I have grouped data collected at different time steps. Within each time step, there are several registrations of values. Each value may occur one or more times within and among time steps.
df <- data.frame(grp = rep(1:2, each = 8),
time = c(rep(1, 3), rep(2, 2), rep(3, 3)),
val = c(1, 2, 1, 2, 3, 2, 3, 4, 1, 2, 3, 1, 1, 1, 2, 3))
df
# grp time val
# 1 1 1 1
# 2 1 1 2
# 3 1 1 1
# 4 1 2 2
# 5 1 2 3
# 6 1 3 2
# 7 1 3 3
# 8 1 3 4
# 9 2 1 1
# 10 2 1 2
# 11 2 1 3
# 12 2 2 1
# 13 2 2 1
# 14 2 3 1
# 15 2 3 2
# 16 2 3 3
I wish to do some calculations within an expanding time window, i.e. within time step 1, within time 1 and 2 together, within 1, 2, and 3 together, and so on.
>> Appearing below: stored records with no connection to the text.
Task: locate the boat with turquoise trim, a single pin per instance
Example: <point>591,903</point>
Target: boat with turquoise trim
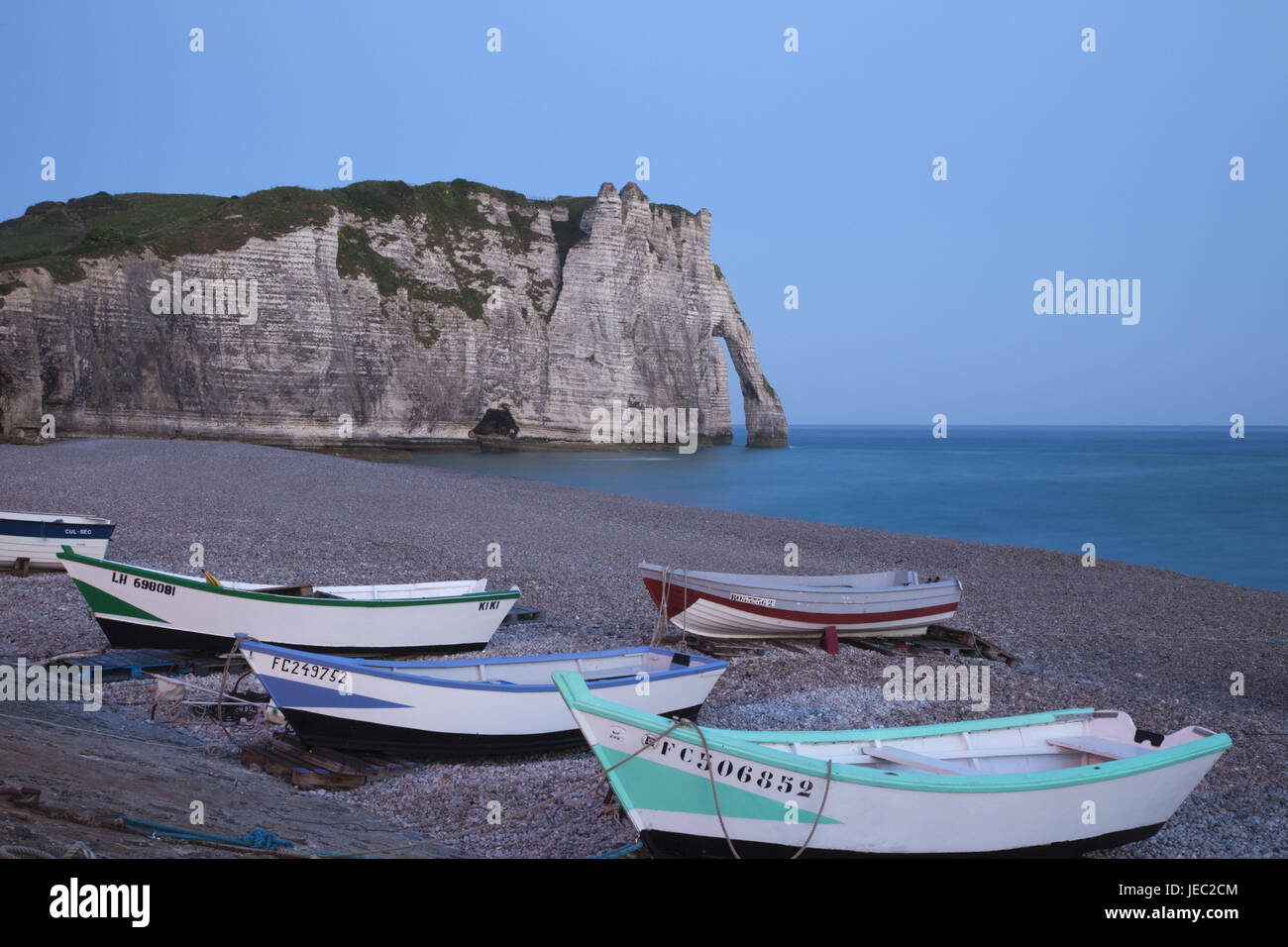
<point>467,706</point>
<point>149,608</point>
<point>38,538</point>
<point>1051,784</point>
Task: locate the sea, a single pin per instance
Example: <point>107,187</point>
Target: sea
<point>1193,500</point>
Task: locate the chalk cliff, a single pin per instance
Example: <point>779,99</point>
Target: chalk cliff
<point>378,313</point>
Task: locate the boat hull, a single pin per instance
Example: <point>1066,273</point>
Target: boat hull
<point>464,707</point>
<point>39,540</point>
<point>340,733</point>
<point>716,608</point>
<point>138,607</point>
<point>771,797</point>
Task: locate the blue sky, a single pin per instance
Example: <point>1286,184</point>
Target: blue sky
<point>915,296</point>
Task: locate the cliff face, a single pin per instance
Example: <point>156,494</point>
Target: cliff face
<point>407,316</point>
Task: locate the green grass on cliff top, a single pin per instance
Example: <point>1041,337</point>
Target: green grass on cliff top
<point>55,235</point>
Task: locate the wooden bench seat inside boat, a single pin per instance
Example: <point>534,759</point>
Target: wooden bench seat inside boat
<point>894,754</point>
<point>1099,746</point>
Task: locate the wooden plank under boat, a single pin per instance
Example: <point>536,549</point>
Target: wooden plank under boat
<point>722,604</point>
<point>147,608</point>
<point>1034,785</point>
<point>467,706</point>
<point>38,538</point>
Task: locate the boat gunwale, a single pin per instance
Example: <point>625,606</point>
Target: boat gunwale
<point>54,518</point>
<point>725,579</point>
<point>201,585</point>
<point>698,664</point>
<point>579,697</point>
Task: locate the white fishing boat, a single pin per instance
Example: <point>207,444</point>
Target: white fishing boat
<point>38,538</point>
<point>721,604</point>
<point>1041,784</point>
<point>149,608</point>
<point>497,705</point>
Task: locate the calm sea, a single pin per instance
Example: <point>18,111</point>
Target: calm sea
<point>1188,499</point>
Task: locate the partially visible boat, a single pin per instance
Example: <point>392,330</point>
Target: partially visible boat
<point>1041,784</point>
<point>450,707</point>
<point>722,604</point>
<point>40,536</point>
<point>147,608</point>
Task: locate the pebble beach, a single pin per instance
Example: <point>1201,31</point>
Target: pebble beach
<point>1160,646</point>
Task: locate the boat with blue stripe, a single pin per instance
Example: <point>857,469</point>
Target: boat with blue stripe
<point>38,538</point>
<point>468,706</point>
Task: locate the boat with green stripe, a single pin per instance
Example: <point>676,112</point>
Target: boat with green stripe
<point>140,607</point>
<point>1050,784</point>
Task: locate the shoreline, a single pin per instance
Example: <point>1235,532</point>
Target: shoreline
<point>1158,644</point>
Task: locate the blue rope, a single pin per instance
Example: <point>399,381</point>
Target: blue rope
<point>259,839</point>
<point>619,852</point>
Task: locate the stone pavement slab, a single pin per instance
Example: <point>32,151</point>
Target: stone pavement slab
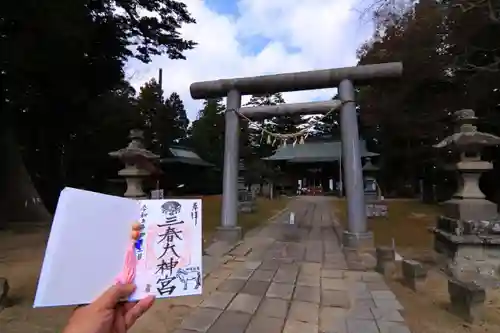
<point>273,283</point>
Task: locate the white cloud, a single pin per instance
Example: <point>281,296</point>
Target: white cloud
<point>302,34</point>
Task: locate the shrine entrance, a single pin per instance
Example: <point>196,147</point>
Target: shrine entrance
<point>344,78</point>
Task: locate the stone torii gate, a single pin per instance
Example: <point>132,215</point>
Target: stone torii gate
<point>357,233</point>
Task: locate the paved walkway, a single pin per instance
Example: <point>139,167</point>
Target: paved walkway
<point>291,279</point>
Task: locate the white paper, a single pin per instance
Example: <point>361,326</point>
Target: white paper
<point>89,238</point>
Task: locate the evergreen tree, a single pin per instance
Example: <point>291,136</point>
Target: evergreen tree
<point>207,132</point>
<point>180,124</point>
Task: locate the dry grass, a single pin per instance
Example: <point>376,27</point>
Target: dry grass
<point>426,311</point>
<point>406,223</point>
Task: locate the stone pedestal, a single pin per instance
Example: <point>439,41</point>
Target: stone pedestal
<point>134,177</point>
<point>469,209</point>
<point>228,234</point>
<point>375,207</point>
<point>357,240</point>
<point>386,261</point>
<point>466,300</point>
<point>414,274</point>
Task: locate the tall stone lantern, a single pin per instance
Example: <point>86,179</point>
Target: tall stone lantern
<point>137,162</point>
<point>468,232</point>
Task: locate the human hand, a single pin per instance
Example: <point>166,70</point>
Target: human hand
<point>108,314</point>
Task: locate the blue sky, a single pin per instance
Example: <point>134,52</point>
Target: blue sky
<point>253,37</point>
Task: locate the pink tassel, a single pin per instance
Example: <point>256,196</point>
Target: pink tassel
<point>128,273</point>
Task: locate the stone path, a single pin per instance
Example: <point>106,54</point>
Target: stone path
<point>291,279</point>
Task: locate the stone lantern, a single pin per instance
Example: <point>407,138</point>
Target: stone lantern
<point>468,233</point>
<point>138,164</point>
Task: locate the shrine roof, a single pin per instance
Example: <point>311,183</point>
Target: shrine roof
<point>314,151</point>
<point>184,155</point>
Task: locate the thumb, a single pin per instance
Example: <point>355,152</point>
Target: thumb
<point>113,295</point>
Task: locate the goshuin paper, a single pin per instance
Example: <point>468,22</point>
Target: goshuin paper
<point>89,238</point>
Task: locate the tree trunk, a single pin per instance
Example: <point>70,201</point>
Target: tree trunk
<point>19,199</point>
Within each window, I wish to calculate the number of unique values, the number of values which have occurred more than once, and the proportion of values which have occurred more than once.
For example, in my toy data, in group (grp) 1, in the second time window (time = 1 & 2 together) three unique values (val 1, 2, 3) have been registered (n_val = 3). Two of them (1, 2) occur more than once (n_re = 2), resulting in a "re_rate" of 0.67 (see below).
My data.table code produces the desired result. On a small data set it is slower than my base
attempt, which I believe is fair enough, given some possible overhead in the data.table code. With a larger data set, the data.table
code catches up, but is still slower. I expected (hoped) that the benefits would show up earlier.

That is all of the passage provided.